Daimler, the owner of Mercedes-Benz, has announced that it will be cutting 3 percent of its workforce, including 10 percent of worldwide management positions, over the next three years. The company employed a little over 300,000 staff at factories in 17 countries at the end of the third quarter. That means the reductions would be in the low five-digits, or at least 10,000 people.
According to the company’s statement, the plans have been accepted by the firm’s works council, which includes labor union representation. The company said in its announcement that it would handle the job reductions “in a socially responsible manner”, including the use of “natural fluctuation”. A variety of measures will be used to cut costs and jobs, including expanding part-time retirement, offering shorter working weeks, and creating a severance program to be offered in Germany. Daimler said the changes will save the company €1.4 billion ($1.5 billion) by the end of 2022
Daimler, along with most other auto manufacturers, is grappling with a slowing auto market. According to data from Fitch Ratings, global car sales are expected to drop by around 3.1 million this year. The slump could worsen as economies around the world slow or even fall into recession. Daimler has repeatedly cut its profit outlook in recent months, and said last month that the group’s operating profit will be “significantly lower” than a year ago.

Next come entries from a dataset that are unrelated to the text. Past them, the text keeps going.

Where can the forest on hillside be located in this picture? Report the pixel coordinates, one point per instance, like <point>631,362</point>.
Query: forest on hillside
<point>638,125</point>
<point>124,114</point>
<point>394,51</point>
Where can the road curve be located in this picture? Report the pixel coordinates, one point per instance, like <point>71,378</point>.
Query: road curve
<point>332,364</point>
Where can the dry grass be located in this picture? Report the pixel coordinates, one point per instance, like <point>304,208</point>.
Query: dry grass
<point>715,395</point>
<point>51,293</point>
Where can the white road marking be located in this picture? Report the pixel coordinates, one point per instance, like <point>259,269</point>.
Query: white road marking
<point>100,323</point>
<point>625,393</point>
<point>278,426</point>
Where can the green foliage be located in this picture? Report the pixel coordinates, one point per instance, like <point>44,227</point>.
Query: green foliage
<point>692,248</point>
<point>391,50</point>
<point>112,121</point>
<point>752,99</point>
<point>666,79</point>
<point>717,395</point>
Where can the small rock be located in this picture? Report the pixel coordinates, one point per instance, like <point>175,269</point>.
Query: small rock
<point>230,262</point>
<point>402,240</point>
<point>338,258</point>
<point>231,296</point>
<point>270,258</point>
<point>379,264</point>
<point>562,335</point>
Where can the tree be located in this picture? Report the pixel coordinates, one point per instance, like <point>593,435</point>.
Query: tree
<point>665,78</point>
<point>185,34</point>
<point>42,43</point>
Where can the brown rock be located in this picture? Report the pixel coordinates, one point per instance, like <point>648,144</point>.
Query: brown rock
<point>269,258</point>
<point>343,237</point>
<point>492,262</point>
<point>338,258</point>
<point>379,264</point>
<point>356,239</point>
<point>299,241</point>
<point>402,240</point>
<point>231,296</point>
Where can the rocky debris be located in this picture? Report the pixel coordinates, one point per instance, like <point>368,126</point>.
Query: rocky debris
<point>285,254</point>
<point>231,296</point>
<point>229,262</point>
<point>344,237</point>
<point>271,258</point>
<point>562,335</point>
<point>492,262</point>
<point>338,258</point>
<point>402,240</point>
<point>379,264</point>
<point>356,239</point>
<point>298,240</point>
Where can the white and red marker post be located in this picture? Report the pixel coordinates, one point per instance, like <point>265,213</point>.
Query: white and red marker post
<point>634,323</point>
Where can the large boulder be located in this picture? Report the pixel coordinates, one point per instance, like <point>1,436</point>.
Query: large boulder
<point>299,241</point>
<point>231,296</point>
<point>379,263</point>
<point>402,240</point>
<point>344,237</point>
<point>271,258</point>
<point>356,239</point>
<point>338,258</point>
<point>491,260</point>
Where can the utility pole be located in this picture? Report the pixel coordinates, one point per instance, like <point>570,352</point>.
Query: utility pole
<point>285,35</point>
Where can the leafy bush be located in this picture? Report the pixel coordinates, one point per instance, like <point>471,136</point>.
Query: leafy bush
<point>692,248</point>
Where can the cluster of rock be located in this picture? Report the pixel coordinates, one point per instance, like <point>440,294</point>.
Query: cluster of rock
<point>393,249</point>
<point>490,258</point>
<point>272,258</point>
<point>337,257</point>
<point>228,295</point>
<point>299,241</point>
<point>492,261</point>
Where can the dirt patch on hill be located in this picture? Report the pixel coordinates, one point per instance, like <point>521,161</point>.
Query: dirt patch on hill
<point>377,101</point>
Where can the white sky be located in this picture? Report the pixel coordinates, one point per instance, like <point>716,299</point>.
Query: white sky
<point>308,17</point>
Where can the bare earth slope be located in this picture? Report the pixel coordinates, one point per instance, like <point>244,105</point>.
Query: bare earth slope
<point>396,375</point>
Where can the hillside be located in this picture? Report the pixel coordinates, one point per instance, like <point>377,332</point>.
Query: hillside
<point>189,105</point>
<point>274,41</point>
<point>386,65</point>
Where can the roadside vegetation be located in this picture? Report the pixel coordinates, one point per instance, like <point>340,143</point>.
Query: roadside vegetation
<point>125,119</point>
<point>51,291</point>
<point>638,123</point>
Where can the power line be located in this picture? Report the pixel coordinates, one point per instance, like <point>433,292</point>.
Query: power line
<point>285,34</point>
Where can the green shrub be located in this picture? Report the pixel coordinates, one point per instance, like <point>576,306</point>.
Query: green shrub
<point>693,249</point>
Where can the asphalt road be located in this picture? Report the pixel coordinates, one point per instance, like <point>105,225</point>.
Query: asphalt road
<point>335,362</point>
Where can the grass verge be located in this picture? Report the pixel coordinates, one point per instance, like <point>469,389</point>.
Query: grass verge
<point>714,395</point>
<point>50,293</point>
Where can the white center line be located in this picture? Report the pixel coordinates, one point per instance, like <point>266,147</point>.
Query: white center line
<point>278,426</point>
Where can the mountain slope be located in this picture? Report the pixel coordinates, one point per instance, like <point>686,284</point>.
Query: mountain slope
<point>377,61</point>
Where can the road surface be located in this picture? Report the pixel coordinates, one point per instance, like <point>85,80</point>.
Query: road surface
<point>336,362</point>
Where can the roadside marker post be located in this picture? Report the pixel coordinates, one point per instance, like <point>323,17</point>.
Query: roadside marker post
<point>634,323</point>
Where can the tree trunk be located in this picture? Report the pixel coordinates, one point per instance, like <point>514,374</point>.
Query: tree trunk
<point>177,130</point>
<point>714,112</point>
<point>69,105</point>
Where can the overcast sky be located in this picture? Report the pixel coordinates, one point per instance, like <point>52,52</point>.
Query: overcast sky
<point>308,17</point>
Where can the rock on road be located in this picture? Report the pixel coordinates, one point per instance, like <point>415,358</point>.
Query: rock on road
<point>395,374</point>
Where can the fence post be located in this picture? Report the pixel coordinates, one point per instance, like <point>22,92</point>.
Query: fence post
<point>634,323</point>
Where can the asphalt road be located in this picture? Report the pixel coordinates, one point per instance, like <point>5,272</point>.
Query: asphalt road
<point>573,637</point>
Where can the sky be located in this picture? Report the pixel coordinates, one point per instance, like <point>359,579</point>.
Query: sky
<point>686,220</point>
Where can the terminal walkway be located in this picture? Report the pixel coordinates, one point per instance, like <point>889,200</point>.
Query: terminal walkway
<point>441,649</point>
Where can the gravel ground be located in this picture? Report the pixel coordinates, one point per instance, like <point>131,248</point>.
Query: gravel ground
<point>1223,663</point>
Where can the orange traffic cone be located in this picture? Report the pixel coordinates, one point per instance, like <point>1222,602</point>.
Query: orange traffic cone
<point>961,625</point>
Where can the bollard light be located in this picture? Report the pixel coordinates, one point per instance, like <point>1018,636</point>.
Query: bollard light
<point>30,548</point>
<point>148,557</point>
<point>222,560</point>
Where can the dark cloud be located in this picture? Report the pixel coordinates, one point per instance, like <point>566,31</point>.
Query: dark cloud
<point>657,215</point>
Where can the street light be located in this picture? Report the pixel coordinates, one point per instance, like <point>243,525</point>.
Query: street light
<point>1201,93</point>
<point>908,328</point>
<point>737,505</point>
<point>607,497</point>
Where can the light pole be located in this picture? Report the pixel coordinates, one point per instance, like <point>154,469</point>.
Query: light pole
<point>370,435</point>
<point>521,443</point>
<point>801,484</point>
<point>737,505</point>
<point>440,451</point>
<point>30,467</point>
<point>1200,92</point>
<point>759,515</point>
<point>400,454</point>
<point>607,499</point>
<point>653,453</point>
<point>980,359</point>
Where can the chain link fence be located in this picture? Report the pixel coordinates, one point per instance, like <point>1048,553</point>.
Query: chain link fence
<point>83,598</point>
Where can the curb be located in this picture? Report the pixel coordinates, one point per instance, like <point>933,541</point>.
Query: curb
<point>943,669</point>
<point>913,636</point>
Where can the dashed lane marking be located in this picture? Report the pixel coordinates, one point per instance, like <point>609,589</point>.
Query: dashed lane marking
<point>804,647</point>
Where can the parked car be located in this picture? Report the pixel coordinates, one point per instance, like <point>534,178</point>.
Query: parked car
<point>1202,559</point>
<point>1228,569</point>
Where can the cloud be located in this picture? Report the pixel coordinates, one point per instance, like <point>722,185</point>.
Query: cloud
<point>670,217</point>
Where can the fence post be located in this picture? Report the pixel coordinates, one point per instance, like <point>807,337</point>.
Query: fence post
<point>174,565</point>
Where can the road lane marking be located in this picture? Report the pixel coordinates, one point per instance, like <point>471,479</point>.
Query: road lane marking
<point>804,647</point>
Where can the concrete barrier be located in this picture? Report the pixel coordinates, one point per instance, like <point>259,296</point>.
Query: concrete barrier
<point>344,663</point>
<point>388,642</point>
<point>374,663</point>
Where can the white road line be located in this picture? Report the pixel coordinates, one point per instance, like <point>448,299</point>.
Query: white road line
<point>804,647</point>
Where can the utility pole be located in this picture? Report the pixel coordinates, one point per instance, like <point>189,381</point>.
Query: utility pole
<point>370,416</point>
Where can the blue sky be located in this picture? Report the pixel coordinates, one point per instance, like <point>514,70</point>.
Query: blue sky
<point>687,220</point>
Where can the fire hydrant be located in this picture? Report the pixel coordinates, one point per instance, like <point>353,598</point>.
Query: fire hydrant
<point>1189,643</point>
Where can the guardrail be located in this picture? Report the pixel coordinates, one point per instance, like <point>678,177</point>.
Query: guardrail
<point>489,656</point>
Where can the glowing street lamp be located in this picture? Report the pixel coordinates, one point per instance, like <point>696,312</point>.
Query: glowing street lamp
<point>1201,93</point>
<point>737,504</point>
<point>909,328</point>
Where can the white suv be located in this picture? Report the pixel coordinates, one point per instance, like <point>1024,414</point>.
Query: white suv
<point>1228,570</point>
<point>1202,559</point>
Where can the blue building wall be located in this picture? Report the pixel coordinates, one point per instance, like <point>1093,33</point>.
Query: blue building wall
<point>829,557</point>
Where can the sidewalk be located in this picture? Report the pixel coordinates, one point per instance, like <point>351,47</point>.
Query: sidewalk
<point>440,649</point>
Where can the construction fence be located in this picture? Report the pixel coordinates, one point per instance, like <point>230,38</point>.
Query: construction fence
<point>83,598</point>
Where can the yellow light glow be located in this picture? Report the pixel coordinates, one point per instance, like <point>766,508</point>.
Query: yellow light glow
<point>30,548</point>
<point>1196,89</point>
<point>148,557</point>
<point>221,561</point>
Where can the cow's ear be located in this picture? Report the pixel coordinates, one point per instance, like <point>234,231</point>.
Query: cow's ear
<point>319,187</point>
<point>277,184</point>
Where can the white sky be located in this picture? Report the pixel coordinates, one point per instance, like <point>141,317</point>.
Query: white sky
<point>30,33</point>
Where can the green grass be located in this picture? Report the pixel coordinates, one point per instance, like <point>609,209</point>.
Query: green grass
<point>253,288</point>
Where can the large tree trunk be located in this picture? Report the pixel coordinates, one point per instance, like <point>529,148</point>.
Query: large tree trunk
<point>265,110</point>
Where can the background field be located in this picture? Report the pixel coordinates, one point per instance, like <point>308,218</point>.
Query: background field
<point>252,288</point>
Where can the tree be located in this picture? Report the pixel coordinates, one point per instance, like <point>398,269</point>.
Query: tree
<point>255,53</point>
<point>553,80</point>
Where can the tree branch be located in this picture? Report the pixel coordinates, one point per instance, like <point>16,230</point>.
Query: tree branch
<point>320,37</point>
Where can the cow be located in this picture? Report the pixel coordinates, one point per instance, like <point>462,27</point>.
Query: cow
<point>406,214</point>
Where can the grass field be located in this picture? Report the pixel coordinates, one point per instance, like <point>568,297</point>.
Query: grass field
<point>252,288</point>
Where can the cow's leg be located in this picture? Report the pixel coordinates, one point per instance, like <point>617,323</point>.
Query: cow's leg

Daimler’s announcement marks the third announcement on cost cuts this week by a major German car company. Volkswagen’s luxury car unit Audi said this week it will cut 9,500 jobs, or roughly 10 percent of its global workforce, by 2025 to free up €6 billion ($6.6 billion) over 10 years. BMW also made an announcement this week saying that its management and labor had reached an agreement on measures to cut costs by reducing bonus and other pay schemes for staff.